Une personne qui attache la caméra sur le dos du coléoptère
« Nous nous sommes assurés que les coléoptères pouvaient encore se déplacer correctement lorsqu’ils portaient notre système », a déclaré le co-auteur principal Ali Najafi, un étudiant en doctorat de l’UW en génie électrique et informatique. « Ils étaient capables de naviguer librement sur le gravier, de monter une pente et même de grimper aux arbres. »
Les coléoptères ont également vécu pendant au moins un an après la fin de l’expérience.
« Nous avons ajouté un petit accéléromètre à notre système pour pouvoir détecter quand le scarabée se déplace. Ensuite, il ne capture que des images pendant ce temps », a déclaré Vikram Iyer. « Si la caméra fonctionne en continu sans cet accéléromètre, nous pourrions enregistrer une à deux heures avant que la batterie ne soit déchargée. Avec l’accéléromètre, nous pourrions enregistrer pendant six heures ou plus, selon le niveau d’activité du scarabée ».

Les chercheurs ont également utilisé leur système de caméra pour concevoir le plus petit robot terrestre du monde, autonome en énergie et doté d’une vision sans fil. Ce robot de la taille d’un insecte utilise des vibrations pour se déplacer et consomme presque la même puissance que celle nécessaire au fonctionnement des radios Bluetooth à faible puissance.
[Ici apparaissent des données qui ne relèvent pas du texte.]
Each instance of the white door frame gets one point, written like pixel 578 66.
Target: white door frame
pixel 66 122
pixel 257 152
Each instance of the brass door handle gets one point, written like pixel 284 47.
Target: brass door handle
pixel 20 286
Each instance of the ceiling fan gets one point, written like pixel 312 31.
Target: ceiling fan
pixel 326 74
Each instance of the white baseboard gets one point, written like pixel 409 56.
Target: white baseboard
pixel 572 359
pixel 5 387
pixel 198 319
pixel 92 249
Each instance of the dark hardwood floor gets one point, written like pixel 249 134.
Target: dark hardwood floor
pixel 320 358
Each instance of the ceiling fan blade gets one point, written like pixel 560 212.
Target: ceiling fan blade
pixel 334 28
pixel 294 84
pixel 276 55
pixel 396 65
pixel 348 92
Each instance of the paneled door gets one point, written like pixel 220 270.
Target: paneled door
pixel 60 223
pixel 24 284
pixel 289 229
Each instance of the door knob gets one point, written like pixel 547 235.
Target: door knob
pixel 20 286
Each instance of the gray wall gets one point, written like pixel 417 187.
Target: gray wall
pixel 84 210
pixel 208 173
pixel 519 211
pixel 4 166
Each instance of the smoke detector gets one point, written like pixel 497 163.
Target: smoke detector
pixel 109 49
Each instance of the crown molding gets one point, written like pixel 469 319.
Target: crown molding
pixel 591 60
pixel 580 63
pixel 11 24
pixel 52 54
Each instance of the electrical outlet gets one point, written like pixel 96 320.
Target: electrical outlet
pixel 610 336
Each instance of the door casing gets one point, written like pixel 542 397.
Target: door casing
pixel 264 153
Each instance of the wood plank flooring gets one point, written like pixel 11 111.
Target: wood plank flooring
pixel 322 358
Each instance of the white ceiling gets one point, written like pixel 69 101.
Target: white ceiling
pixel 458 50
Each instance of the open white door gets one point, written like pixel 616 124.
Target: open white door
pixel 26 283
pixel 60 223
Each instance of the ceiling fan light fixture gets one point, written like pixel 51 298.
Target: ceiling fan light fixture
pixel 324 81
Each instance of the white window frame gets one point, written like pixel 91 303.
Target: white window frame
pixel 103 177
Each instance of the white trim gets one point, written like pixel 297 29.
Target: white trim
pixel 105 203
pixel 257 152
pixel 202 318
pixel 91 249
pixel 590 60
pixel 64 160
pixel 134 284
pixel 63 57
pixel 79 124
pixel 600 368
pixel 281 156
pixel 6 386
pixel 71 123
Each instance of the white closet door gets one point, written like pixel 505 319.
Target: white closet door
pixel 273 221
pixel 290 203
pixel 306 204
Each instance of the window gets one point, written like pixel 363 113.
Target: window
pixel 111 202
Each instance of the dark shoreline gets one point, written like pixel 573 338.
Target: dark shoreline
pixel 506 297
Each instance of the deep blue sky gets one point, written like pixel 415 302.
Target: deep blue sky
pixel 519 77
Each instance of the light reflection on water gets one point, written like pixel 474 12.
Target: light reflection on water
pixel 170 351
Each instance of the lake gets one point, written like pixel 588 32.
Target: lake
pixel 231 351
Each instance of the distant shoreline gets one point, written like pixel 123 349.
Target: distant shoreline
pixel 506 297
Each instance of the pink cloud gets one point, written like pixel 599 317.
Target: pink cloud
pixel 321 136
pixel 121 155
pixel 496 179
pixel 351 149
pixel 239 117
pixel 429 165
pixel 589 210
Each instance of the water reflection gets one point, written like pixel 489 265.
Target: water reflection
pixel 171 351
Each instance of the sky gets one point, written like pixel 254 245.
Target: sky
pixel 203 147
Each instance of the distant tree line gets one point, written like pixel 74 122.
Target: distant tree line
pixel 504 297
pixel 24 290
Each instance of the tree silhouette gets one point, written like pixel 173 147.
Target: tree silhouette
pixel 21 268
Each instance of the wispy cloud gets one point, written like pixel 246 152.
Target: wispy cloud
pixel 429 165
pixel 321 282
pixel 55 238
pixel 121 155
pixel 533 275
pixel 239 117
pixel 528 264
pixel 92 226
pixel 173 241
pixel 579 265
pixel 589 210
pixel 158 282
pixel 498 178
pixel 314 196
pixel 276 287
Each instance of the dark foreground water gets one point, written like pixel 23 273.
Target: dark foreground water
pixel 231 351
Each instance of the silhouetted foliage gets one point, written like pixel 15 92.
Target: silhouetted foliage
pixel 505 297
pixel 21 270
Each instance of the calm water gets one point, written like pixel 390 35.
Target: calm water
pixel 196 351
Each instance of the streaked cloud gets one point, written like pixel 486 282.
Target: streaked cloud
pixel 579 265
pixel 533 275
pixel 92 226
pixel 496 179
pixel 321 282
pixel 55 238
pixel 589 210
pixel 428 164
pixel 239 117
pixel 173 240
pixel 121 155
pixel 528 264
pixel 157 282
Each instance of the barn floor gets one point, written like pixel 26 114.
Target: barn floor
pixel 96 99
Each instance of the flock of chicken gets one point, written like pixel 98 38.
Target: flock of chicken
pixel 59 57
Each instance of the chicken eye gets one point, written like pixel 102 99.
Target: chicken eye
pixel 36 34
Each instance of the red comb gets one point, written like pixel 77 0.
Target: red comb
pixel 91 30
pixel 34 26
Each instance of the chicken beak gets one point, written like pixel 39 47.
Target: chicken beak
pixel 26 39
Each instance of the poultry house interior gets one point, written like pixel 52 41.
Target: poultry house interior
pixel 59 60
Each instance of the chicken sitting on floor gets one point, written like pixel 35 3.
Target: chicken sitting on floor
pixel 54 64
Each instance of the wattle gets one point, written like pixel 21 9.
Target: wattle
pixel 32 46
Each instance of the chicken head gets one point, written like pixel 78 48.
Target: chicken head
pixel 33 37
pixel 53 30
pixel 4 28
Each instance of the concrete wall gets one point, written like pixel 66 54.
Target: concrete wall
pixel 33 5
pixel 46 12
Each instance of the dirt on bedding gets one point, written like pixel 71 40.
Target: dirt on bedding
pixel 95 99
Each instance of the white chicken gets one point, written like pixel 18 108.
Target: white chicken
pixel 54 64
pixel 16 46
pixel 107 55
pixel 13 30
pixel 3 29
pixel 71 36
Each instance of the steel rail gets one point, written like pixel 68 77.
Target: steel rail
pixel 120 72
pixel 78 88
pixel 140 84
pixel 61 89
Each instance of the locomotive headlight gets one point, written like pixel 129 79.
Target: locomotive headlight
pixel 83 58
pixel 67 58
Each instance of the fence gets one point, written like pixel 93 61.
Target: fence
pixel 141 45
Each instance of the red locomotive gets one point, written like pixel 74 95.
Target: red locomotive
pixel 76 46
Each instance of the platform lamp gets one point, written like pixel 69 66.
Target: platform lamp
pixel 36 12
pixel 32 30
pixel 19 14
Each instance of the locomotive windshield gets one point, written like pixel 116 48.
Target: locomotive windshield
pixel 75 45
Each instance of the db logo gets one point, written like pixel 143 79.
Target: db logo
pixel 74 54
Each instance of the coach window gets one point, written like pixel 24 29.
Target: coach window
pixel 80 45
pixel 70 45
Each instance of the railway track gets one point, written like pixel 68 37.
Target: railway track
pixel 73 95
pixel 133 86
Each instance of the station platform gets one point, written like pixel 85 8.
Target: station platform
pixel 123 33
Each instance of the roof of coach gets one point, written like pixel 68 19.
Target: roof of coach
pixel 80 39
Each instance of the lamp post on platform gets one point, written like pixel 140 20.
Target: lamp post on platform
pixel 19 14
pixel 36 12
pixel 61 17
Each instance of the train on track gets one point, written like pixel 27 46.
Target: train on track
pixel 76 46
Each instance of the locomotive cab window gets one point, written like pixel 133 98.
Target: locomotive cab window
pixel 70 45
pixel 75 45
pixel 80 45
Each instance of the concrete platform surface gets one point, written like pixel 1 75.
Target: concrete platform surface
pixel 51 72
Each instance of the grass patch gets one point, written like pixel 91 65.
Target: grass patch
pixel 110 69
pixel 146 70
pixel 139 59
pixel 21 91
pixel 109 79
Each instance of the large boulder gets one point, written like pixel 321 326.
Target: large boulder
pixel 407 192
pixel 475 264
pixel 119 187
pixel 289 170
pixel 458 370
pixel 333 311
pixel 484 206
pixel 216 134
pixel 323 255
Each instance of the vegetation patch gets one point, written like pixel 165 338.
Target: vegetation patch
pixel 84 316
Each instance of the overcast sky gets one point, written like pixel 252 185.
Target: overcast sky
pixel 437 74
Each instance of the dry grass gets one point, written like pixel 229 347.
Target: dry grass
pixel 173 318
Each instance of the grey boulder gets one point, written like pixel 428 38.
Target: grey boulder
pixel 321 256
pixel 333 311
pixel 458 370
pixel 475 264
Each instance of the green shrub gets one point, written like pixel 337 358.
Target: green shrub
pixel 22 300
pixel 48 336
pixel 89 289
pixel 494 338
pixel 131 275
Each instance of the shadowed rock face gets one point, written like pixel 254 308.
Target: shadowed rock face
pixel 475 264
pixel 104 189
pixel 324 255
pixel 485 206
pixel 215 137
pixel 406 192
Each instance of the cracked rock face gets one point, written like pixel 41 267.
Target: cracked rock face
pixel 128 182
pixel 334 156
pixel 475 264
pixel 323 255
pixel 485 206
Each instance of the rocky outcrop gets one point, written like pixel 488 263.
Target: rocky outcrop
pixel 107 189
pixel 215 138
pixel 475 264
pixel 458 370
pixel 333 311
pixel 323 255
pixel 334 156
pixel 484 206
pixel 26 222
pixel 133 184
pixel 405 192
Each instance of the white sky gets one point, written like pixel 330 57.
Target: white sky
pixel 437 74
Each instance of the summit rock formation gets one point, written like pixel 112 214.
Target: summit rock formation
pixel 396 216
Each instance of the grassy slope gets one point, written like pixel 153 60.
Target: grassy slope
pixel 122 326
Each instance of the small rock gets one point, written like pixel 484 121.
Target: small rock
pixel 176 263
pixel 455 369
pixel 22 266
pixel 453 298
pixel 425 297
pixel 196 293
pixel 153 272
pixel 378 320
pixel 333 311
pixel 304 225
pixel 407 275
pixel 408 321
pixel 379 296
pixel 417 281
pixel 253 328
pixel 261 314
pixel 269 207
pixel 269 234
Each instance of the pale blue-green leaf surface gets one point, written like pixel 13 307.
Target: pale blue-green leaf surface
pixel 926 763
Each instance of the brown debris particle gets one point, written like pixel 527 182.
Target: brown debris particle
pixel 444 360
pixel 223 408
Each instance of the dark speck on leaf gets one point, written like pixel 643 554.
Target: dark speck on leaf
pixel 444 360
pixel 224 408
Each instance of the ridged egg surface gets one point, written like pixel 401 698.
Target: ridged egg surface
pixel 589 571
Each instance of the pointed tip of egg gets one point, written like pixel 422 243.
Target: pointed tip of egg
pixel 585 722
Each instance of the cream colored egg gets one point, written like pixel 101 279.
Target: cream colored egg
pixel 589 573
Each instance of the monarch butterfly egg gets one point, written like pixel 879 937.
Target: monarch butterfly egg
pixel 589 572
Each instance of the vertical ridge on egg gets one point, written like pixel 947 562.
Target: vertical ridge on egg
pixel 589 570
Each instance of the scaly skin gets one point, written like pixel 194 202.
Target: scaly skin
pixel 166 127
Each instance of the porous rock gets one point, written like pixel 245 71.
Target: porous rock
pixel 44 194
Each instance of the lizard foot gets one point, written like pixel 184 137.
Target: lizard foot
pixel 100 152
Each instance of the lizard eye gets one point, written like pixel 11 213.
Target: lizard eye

L’équipe a toutefois constaté que les vibrations secouaient la caméra et produisaient des images déformées. Les chercheurs ont résolu ce problème en demandant au robot de s’arrêter momentanément, de prendre une photo puis de reprendre sa route. Grâce à cette stratégie, le système était encore capable de se déplacer de 2 à 3 centimètres par seconde – plus rapidement que tout autre petit robot qui utilise des vibrations pour se déplacer – et avait une autonomie d’environ 90 minutes.

Les chercheurs de l’UW ont testé leur système de caméra à faible puissance sur un robot de la taille d’un insecte qu’ils ont mis au point. Ce robot utilise des vibrations pour se déplacer.
Si l’équipe est enthousiasmée par le potentiel des caméras mobiles légères et à faible consommation d’énergie, les chercheurs reconnaissent que cette technologie s’accompagne d’un nouvel ensemble de risques pour la vie privée.
« En tant que chercheurs, nous croyons fermement qu’il est vraiment important de mettre les choses dans le domaine public afin que les gens soient conscients des risques et qu’ils puissent commencer à trouver des solutions pour y faire face », a déclaré M. Gollakota.
Les applications pourraient aller de la biologie à l’exploration de nouveaux environnements, ont déclaré les chercheurs. L’équipe espère que les futures versions de l’appareil photo nécessiteront encore moins d’énergie et seront sans batterie, potentiellement alimentées par l’énergie solaire.
« C’est la première fois que nous avons une vue à la première personne de l’arrière d’un scarabée pendant qu’il se promène. Il y a tant de questions que vous pourriez explorer, comme par exemple comment le scarabée réagit aux différents stimuli qu’il voit dans l’environnement » a déclaré Vikram Iyer. « Mais aussi, les insectes peuvent traverser des environnements rocheux, ce qui est vraiment difficile à faire pour des robots à cette échelle. Ce système peut donc aussi nous aider en nous permettant de voir ou de collecter des échantillons dans des espaces difficiles à naviguer ».
Johannes James, doctorant en génie mécanique à l’UW, est également co-auteur de cet article. Cette recherche a été financée par une bourse de Microsoft et la National Science Foundation.